Insomma assessore Baccei, Riscossione Sicilia va salvata oppure no?

“Il fatto è molto semplice: c'è una volontà politica, quella del presidente della Regione, di tenere in piedi la società per non privare la Sicilia di una propria agenzia di riscossione. Io lavoro nella direzione indicata dal governatore”.

Ma adesso sembra crollare tutto. Le accuse incrociate, le difficoltà finanziarie dell'azienda e l'ombra di Equitalia, la società nazionale alla quale anche lei ha accennato in Aula nel giorno della bocciatura del finanziamento a opera dei franchi tiratori della maggioranza.

“Io non ho mai parlato di progetti che prevedano lo scioglimento di Riscossione in Equitalia. Ho semmai fatto riferimento alla possibilità di sottoscrivere alcune convenzioni che consentano di usufruire di alcuni strumenti tecnologici di Equitalia. Ma ovviamente serve che qualcuno mi dica che la volontà è questa”.

Al momento la volontà qual è invece?

“Come le dicevo, il presidente vuole Riscossione. E faremo di tutto per mantenerla in vita. Certo però, così com'è non può andare lontano. E non basterà reperire i 2,5 milioni”.

Perché?

“La società da anni è in costante perdita. Perdite di quindici, venti milioni l'anno. È evidente quindi che, se non si cambia qualcosa, i due milioni e mezzo serviranno solo per ripianare il capitale sociale eroso completamente. Ma al primo bilancio spunterebbero le nuove perdite. E che si fa a quel punto?”.

Ecco, che si fa?

“Serve quello che ho più volte richiesto anche al presidente Fiumefreddo: un piano industriale serio che preveda appunto il ripianamento di questi 'buchi'”.

Fiumefreddo ha spiegato che il piano industriale esiste: è quello triennale approvato dal vecchio amministratore Lucia Di Salvo.

“Quel piano industriale non andava bene, prevedeva voci e interventi irrealizzabili. E comunque il fatto che esistesse un vecchio piano non significa nulla. Ogni azienda del mondo aggiorna il proprio piano industriale ogni anno, se non addirittura ogni sei mesi. Non è un fatto 'eccezionale' la presentazione annuale. Anzi, è eccezionale il contrario”.

In tanti si chiedono come sia possibile che un esattore denunci costanti perdite.

“Guardi, Equitalia oggi controlla 19 Regioni. E a guardar bene quelle in attivo in seguito alle attività di riscossione coatta saranno un paio. Ovviamente però Equitalia rimane in attivo perché è un'azienda enorme, che può contare su economie di scala e soprattutto su altre commesse che consentono di compensare quelle perdite”.
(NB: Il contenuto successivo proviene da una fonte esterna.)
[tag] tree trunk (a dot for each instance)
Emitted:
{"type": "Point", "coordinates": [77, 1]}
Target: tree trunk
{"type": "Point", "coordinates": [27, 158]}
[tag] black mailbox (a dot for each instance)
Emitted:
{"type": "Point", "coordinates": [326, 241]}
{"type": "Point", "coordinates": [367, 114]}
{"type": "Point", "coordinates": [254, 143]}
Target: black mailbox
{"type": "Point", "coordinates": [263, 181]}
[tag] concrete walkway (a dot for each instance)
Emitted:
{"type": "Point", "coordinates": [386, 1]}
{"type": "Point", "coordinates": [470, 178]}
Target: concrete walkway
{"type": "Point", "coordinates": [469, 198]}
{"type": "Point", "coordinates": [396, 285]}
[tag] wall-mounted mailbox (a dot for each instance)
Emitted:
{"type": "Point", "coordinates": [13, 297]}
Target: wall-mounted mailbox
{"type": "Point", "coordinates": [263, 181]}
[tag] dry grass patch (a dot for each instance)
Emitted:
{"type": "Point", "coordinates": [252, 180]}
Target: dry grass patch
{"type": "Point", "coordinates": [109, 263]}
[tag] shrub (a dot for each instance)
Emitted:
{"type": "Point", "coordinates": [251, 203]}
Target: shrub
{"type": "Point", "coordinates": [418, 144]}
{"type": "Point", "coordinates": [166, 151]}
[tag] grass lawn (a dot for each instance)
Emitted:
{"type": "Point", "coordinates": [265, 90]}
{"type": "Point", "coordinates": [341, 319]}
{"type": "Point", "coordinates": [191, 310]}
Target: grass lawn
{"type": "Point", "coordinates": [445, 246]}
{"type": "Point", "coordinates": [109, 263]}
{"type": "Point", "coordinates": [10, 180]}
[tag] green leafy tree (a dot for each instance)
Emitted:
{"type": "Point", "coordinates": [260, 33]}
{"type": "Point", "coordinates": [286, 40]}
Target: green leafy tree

Adesso sembra che anche il nuovo piano industriale sia pronto.

“Io finora non ho visto nulla. Ho saputo che verrà portato in commissione bilancio. Vedremo”.

Intanto avete preparato un nuovo disegno di legge che prevede in pratica la stessa norma presentata e bocciata all'Ars. Come pensate che stavolta possa essere approvata? E soprattutto dopo le polemiche feroci di questi giorni tra i deputati e lo stesso Fiumefreddo?

“Come le dicevo, la volontà politica è quella. Se poi l'Ars ribalterà questa volontà ne prenderemo atto e lavoreremo su un altro scenario...”

Cioè il fallimento di Riscossione Sicilia?

“Al momento l'intenzione del governo è un'altra”.

Intanto sempre in commissione bilancio è partito l'esame della manovra finanziaria. Alla fine non è stato possibile evitare l'esercizio provvisorio.

“L'Assemblea ha deciso di prendere tempo, e va bene così. Ma il bilancio definitivo esiste. E del resto l'esercizio in dodicesimi viene compiuto sulla base proprio della manovra approvata dalla giunta”.

Una scelta che in tanti stanno già contestando: l'esercizio provvisorio si dovrebbe basare sul bilancio dell'anno precedente.

“Le nuove norme di contabilità consentono di basarsi sul 'bilancio approvato'. Non viene specificato se in sede di giunta o di Assemblea. Oggi abbiamo affrontato la questione al Ministero dell'Economia, dove ho avuto rassicurazioni: si può fare, sebbene si tratti di uno dei primi casi. Tra l'altro il riferimento al vecchio bilancio sarebbe stato ancora più rischioso...”

In che senso?

“Il vecchio bilancio è stato impugnato. Quindi sarebbe stato più fragile un esercizio provvisorio che si basasse su quello”.

E al Ministero avete anche parlato del mezzo miliardo che manca per chiudere il bilancio?

“L'incontro di oggi era solo tecnico, e non era previsto un colloquio sulla trattativa tra Regione e Stato. Ma posso dire che quei soldi ci saranno. Certo, salvo complicazioni...”.